実は3人が森を抜け出した後、ミキは作戦に賛成したとはいえ、本当に成功するとは考えておらず、偵察に向かった3人を心配してワルキューレ騎士団の数人を尾行させていた。万が一にも彼等の身に何か起きた場合は巫女姫のヨウカが悲しみ、それにレナはヨウカの魔力を回復させる事が出来る唯一の存在であり、彼が死亡する事は陽光教会側にとっても大きな損失となる。
しかし、尾行していた女騎士達は森を抜け出した時点でレナ達を見失ってしまう。見つからないように彼女達は白馬で移動しなかったのが仇とあり、森を抜け出して早々にレナが聖属性の付与魔法で身体能力を強化させ、更に月光のスキルの効果によりステータスも通常時より上昇しており、しかもレナは「暗殺者」の職業とスキルも習得しているため彼は無意識に暗殺者の能力も発動して女騎士達を振り切ってしまい、ワルキューレ騎士団の行動に気付いていないのは彼等だけである。
「見えてきましたよ……あそこがアラン炭鉱が存在する鉱山です」
「あそこか……本当に草原のど真ん中に存在している」
「……尖がっている」
遂にレナ達は目的地である鉱山をが視界に入り、草原に1つだけ存在する鉱山の光景にレナは緊張し、鉱山にはゴンゾウを含む大勢の人間達がゴブリンの群れに人質として捕縛されており、しかも伝説の魔物であるゴブリンキングも存在する。
「よし、コトミン……合体!!」
「とうっ」
レナが両腕を広げるとコトミンが彼に飛びつき、御互いが抱き合う様に2人の身体が接触し、コトミンの肉体が溶解する。文字通りにスライム状に変形したコトミンの肉体がレナの全体を包み込み、身長に若干の違いはあるが彼等が昼間に遭遇したゴブリンと瓜二つの容姿に変化を果たす。
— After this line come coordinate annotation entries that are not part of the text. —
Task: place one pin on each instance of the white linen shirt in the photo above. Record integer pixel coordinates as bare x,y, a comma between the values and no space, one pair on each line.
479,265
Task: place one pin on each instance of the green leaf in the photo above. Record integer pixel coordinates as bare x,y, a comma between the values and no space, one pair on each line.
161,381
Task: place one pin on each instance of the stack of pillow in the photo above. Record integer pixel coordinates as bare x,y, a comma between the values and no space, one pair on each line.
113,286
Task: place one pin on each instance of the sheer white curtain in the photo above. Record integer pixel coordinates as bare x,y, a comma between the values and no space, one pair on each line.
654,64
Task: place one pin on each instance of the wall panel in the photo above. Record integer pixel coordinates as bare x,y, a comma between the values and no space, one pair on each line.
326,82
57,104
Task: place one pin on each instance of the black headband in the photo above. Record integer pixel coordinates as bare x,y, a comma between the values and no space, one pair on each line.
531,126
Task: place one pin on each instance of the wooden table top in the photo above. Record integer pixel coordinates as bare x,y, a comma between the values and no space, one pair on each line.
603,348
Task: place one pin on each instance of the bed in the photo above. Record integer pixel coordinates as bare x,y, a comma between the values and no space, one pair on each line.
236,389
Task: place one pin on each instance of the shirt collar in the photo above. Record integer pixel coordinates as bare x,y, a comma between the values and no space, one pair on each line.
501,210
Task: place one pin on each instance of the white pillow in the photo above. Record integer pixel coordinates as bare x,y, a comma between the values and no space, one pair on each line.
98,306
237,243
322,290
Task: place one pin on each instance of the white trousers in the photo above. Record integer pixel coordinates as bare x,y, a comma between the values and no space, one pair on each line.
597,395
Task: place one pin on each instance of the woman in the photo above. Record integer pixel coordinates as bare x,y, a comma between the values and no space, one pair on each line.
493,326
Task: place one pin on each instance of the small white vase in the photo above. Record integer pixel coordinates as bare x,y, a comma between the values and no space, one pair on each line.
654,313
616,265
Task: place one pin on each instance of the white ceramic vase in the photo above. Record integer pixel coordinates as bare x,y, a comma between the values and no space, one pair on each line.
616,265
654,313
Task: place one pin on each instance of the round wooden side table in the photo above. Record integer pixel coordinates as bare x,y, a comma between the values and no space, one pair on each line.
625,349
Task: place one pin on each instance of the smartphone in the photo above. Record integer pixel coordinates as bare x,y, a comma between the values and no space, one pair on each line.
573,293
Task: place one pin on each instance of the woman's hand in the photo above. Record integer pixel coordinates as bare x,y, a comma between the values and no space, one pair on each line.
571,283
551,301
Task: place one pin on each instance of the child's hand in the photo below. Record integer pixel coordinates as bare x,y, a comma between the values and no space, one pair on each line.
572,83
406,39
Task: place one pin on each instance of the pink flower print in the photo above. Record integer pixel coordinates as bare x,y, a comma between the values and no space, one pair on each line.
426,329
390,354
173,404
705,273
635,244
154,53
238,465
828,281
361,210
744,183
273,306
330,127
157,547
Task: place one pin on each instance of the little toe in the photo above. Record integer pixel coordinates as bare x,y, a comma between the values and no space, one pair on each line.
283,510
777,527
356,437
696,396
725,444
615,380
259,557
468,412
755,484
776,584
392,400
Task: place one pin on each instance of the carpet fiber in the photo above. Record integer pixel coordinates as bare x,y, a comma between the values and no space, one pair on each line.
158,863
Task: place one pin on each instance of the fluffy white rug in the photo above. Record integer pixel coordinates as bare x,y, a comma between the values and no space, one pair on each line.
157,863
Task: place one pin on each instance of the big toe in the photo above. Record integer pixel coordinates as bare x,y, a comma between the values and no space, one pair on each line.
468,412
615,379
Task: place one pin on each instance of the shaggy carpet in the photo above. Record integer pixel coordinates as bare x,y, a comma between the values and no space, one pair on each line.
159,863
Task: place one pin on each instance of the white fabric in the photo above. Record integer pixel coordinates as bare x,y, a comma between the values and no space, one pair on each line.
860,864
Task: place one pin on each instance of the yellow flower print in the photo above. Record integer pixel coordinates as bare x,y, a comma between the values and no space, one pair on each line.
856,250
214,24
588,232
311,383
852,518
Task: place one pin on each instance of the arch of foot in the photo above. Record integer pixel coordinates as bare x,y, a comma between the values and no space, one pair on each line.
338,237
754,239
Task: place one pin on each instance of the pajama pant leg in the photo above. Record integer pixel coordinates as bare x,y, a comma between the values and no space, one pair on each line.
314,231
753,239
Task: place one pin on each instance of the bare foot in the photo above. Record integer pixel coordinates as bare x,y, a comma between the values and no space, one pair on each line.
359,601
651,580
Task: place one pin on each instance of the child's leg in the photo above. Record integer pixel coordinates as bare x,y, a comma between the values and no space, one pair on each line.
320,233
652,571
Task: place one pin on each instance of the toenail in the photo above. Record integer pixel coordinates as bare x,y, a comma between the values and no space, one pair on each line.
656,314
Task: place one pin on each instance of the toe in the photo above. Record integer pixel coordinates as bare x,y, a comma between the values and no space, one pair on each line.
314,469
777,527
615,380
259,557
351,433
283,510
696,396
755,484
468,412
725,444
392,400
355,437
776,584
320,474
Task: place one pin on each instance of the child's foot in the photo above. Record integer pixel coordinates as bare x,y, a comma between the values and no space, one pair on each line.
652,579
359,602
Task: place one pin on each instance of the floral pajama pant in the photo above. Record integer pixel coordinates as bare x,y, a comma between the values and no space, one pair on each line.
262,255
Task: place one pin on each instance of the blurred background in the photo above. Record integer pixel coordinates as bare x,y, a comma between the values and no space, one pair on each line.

「おおっ!!これは凄いですね……完璧にゴブリンに変身しましたよ」
『うわっ……何だか変な感覚。だけど、これなら襲われる事はないかな?』
「外見は完全にゴブリンですからね。無闇に話さなければ大丈夫だと思いますよ」
外見だけをコトミンの能力でゴブリンに変化したレナは自分の手足を確認すると、人間よりも爪が鋭利に伸びており、緑色の皮膚に覆われていた。耳元もエルフ族のように尖っており、牙の方も獣のように鋭いが、コトミンの擬態はあくまでも表面状を変化させるだけであり、本物のゴブリンになった訳ではない。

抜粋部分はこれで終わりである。